C. Wayne Jones, Ph.D.
Tara Byers, M.S., N.C.C.
Thursday, February 6th, 2014, Philhaven, Mt. Gretna, PA
Friday, February 7th, 2014, NHS, Colmar, PA
$125, 6.0 CE
This workshop identifies the common challenges of parenting in multi-stressed families. These caregivers, often having traumatic family histories, become easily overwhelmed by the day-to-day management tasks of nurturing and guiding their children. They may not be familiar with the basic principles of good parenting, may not feel comfortable with the “executive” role, may feel alone, and may be in chronic conflict with their partners.

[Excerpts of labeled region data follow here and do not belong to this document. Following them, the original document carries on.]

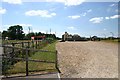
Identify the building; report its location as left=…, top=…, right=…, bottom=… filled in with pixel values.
left=62, top=32, right=88, bottom=41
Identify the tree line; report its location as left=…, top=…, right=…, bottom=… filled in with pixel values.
left=2, top=25, right=56, bottom=40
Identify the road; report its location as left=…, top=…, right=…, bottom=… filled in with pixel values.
left=56, top=41, right=118, bottom=78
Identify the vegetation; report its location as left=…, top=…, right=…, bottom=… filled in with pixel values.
left=2, top=41, right=56, bottom=74
left=2, top=25, right=56, bottom=40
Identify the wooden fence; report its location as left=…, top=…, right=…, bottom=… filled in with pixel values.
left=0, top=41, right=60, bottom=76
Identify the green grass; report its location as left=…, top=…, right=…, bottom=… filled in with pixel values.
left=7, top=42, right=57, bottom=75
left=102, top=39, right=120, bottom=43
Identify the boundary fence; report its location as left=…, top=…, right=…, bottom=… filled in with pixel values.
left=0, top=41, right=60, bottom=76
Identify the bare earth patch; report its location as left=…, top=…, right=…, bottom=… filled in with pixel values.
left=56, top=41, right=118, bottom=78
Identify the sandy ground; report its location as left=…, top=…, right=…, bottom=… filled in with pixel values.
left=56, top=41, right=118, bottom=78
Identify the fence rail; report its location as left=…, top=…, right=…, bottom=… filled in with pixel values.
left=0, top=41, right=60, bottom=76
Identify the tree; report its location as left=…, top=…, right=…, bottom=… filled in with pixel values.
left=8, top=25, right=25, bottom=40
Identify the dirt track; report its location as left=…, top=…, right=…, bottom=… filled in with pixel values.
left=56, top=41, right=118, bottom=78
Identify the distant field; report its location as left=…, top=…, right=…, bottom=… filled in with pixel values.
left=102, top=39, right=120, bottom=43
left=2, top=40, right=57, bottom=75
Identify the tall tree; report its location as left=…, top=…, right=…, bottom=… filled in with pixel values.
left=8, top=25, right=25, bottom=40
left=2, top=31, right=8, bottom=39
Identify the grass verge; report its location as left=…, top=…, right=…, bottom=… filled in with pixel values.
left=7, top=42, right=57, bottom=75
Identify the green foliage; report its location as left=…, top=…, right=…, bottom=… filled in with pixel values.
left=8, top=25, right=25, bottom=40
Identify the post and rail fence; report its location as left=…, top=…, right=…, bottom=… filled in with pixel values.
left=0, top=41, right=60, bottom=76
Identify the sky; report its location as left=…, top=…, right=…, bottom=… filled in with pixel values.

This workshop begins with a review of the big picture on parenting and child development, reviewing current findings on the types of parenting practices that strengthen children’s resiliency. Major focus is then given to how caregivers come to embrace a parent identity and how therapists can facilitate this process. A distinction is made between parenting and being a “parent.” Strategies are also provided for fostering greater comfort with the executive or leadership aspects of the parenting role. The afternoon portion of this workshop is devoted to caregivers’ relationships with one another – the co-parenting alliance. Three maladaptive co-caregiving patterns commonly found among multi-stressed families are identified, along with the predictable challenges, family dynamics, agency interactions, and “traps” for therapists that are associated with them. Strategies are highlighted for engaging the under-involved parent and constructively managing inter-parental conflict in sessions.
This workshop is designed to help you: 1) identify parent-child interactions which promote or constrain the development of social-emotional competence, 2) explain the processes that help caregivers move toward adopting a parent identity, 3) practice methods for helping parents take an executive or leadership role with their children, 4) describe the nature of a co-caregiver alliance and reasons it is important, 5) recognize and distinguish between three common dysfunctional co-caregiver relationship patterns, and 6) facilitate team work and positive communication between caregivers on behalf of children.